On Some Mean Field Games and Master Equations through the lens of conservation laws

TL;DR

This paper introduces a new nonlinear transport equation on probability measures for mean field games, revealing a novel monotonicity condition that ensures uniqueness and well-posedness, and explores entropy solutions in non-monotone cases.

Contribution

It derives a new transport equation framework for deterministic mean field games, identifying a unique monotonicity condition and analyzing entropy solutions without monotonicity.

Findings

New monotonicity condition ensures uniqueness of MFG equilibria.

Transport equation framework links to well-posedness of master equations.
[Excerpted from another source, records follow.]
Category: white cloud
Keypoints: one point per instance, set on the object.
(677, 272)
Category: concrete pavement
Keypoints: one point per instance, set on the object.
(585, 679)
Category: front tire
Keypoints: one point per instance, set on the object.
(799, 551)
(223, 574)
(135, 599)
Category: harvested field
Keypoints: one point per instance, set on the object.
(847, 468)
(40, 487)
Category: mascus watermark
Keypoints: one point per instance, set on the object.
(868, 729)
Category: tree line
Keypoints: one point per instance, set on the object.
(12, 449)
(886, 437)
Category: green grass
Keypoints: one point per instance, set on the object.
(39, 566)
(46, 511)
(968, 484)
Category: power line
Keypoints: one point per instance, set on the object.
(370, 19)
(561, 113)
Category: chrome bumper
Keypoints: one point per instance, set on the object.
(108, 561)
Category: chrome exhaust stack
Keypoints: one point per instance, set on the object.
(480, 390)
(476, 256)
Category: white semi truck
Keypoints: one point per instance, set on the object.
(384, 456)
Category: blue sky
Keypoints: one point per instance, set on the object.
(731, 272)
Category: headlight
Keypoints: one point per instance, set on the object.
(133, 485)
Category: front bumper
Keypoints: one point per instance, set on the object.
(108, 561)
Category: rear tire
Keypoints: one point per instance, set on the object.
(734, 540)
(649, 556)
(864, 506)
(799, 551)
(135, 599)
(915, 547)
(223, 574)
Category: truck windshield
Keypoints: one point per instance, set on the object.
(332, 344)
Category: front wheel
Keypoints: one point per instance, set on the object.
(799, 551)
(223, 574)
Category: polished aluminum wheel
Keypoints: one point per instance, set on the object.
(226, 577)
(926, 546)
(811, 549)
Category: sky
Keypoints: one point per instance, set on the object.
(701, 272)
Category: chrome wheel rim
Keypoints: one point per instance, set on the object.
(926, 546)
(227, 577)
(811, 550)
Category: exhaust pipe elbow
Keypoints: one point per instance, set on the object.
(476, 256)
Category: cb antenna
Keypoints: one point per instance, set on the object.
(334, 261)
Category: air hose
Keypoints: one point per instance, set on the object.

Entropy solutions may not always correspond to actual Nash equilibria.

Abstract

In this manuscript we derive a new nonlinear transport equation written on the space of probability measures that allows to study a class of deterministic mean field games and master equations, where the interaction of the agents happens only at the terminal time. The point of view via this transport equation has two important consequences. First, this equation reveals a new monotonicity condition that is sufficient both for the uniqueness of MFG Nash equilibria and for the global in time well-posedness of master equations. Interestingly, this condition is in general in dichotomy with both the Lasry--Lions and displacement monotonicity conditions, studied so far in the literature. Second, in the absence of monotonicity, the conservative form of the transport equation can be used to define weak entropy solutions to the master equation. We construct several concrete examples to demonstrate that MFG Nash equilibria, whether or not they actually exist, may not be selected by the entropy solutions of the master equation.